En garde” he said, and the knot of onlookers roared approval.

Gardez vous,” replied the doctor promptly, and lunged. Roger spun on one heel and the doctor shot past, rapier pointed like a lance. Moore the smith leaped aside just in time to avoid being skewered for the second time, cursing fluently.

“What am I, a friggin’ target?” he shouted, shaking a fist.

“You’re too big to miss, Will!”

Disregarding the near miss, the doctor regained his balance and charged back toward Roger, uttering shrill cries of self- encouragement.

It was rather like being attacked by a wasp, Roger thought. If you didn’t panic, you found it possible to follow the thing and bat it away. Perhaps the doctor was a decent swordsman when sober; in his current state, his frenzied thrusts and mad flurries were easily fended off–as long as Roger paid attention.

It occurred to him early on that he could end the contest at any time, merely by meeting the Doctor’s slender rapier edge-on with his own much heavier weapon. He was beginning to enjoy himself, though, and was careful to parry with the flat of the broadsword.

Gradually everything disappeared from Roger’s view but the flashing point of the rapier; the shouts of the crowd faded to a bee-buzz, the dirt of the lane and the wall of the smithy were scarcely visible. He grazed his elbow on the wall, moved back, moved in a circle to gain more room, all without conscious thought.

The rapier beat on his wider blade, engaged and screeched loose with a whinggg! of metal. Clang and click and the whish of empty air and the ringing beat that vibrated in his wristbones with every blow of the doctor’s sword.

Watch the stroke, follow it, bat it away. He had no idea what he was doing, but did it anyway. The sweat was running in his eyes; he shook his head to fling it away, nearly missed a low lunge toward his thigh, stopped it close and flung the rapier back.

The doctor staggered, thrown off-balance, and feral shouts of “Now! Take him! Stick him now!” rang in the dust-filled air. He saw the expanse of the doctor’s embroidered waistcoat, unguarded, filled with silken butterflies, and choked back the visceral urge to lunge for it.

Shaken by the intensity of the urge, he took a step back. The doctor, sensing weakness, leapt forward, bellowing, blade pointed. Roger took a half-step sideways, and the doctor shot past, grazing the hock of the draft-horse in his path.

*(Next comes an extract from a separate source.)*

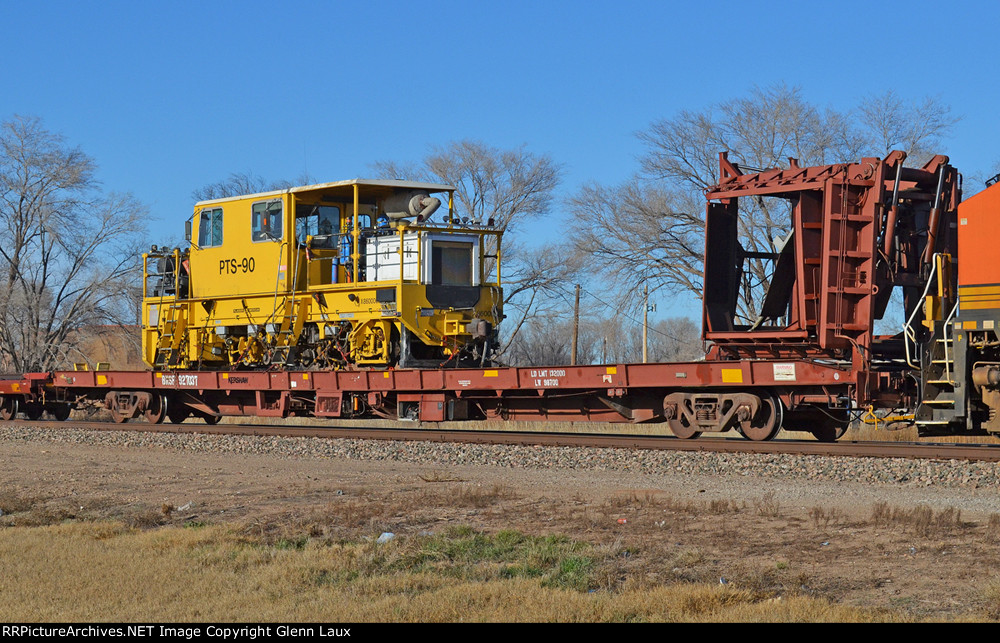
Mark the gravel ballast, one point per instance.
(971, 485)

The horse emitted an outraged scream, and promptly sent swordsman and sword flying through the air, to crash against the front of the cobbler’s shop. The doctor fell to ground like a crushed fly, surrounded by lasts and scattered shoes.

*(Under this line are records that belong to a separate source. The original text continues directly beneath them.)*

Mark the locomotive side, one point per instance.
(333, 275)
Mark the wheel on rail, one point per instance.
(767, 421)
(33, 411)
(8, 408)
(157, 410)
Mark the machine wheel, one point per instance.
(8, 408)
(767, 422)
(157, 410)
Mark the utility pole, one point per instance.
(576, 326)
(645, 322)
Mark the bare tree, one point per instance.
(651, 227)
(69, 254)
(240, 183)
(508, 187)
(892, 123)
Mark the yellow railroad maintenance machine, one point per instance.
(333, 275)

Roger stood still, panting. His whole body was pulsing with every heartbeat, hot with the fighting. He wanted to go on, he wanted to laugh, he wanted to hit something. He wanted to get Brianna up against the nearest wall, and now.

Jamie gently lifted his hand and pried his fingers from the hilt of the sword. He hadn’t remembered he was holding it. His arm felt too light without it, as though it might fly up toward the sky, all by itself. His fingers were stiff from gripping so hard, and he flexed them automatically, feeling the tingle as the blood came back.

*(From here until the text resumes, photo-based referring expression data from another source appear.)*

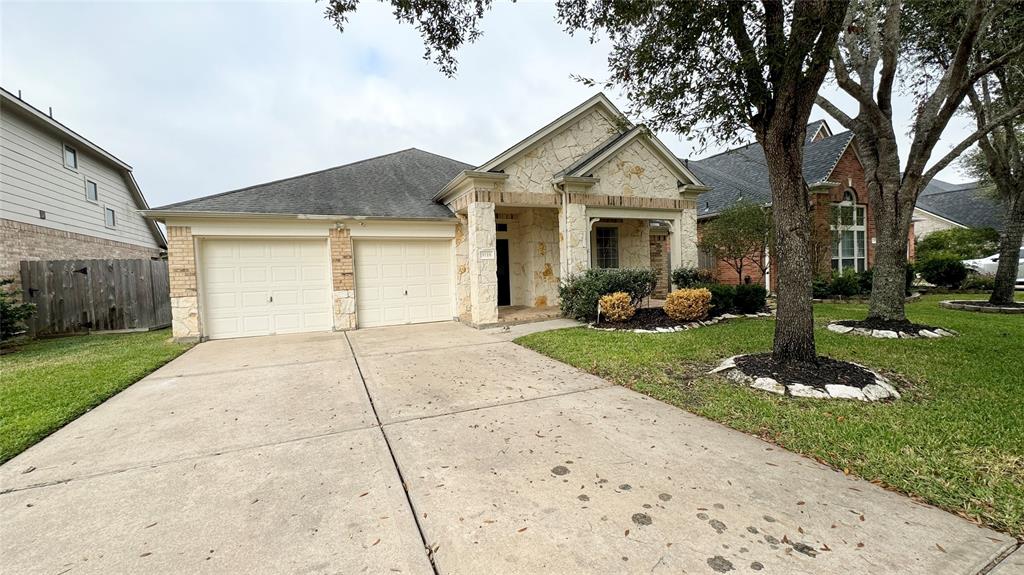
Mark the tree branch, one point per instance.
(969, 141)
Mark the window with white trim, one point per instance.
(71, 158)
(606, 247)
(849, 231)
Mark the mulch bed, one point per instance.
(644, 318)
(817, 374)
(875, 323)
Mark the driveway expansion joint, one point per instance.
(394, 461)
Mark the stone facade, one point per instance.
(342, 279)
(535, 170)
(184, 294)
(482, 263)
(22, 241)
(635, 171)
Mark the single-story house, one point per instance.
(413, 236)
(843, 224)
(944, 206)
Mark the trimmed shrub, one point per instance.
(821, 288)
(688, 305)
(751, 298)
(845, 284)
(580, 294)
(983, 281)
(12, 312)
(616, 307)
(686, 277)
(943, 269)
(722, 297)
(964, 244)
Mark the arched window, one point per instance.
(849, 234)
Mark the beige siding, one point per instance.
(33, 177)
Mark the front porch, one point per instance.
(511, 258)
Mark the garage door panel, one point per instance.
(402, 281)
(262, 286)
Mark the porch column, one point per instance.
(573, 228)
(482, 263)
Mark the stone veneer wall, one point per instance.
(342, 278)
(659, 261)
(22, 241)
(184, 294)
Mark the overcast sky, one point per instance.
(205, 97)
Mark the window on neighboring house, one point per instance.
(71, 158)
(849, 232)
(606, 248)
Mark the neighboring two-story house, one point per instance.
(64, 197)
(843, 225)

The blood was tingling everywhere. He hardly heard the laughter, the offers of drinks, or felt the blows of congratulation rained on his back.

“A clyster, a clyster, give him a clyster!” a gang of apprentices was chanting, following along as the doctor was borne off for first-aid in the nearest tavern. The horse’s owner was fussing solicitously over the big bay, who looked more bemused than injured.

“I suppose he’s won. After all, he drew first blood.”

Roger didn’t realize that he’d spoken until he heard his own voice, strangely calm in his ears.

“Will it do?” Jamie was looking at him in question, the sword held lightly on the palms of his hands.

Roger nodded. The lane was bright and filled with white dust; it gritted under his eyelids, between his teeth when he closed his mouth.

“Aye,” he said. “It will do.”

“Good,” said Jamie. “So will you,” he added casually, turning away to pay the smith.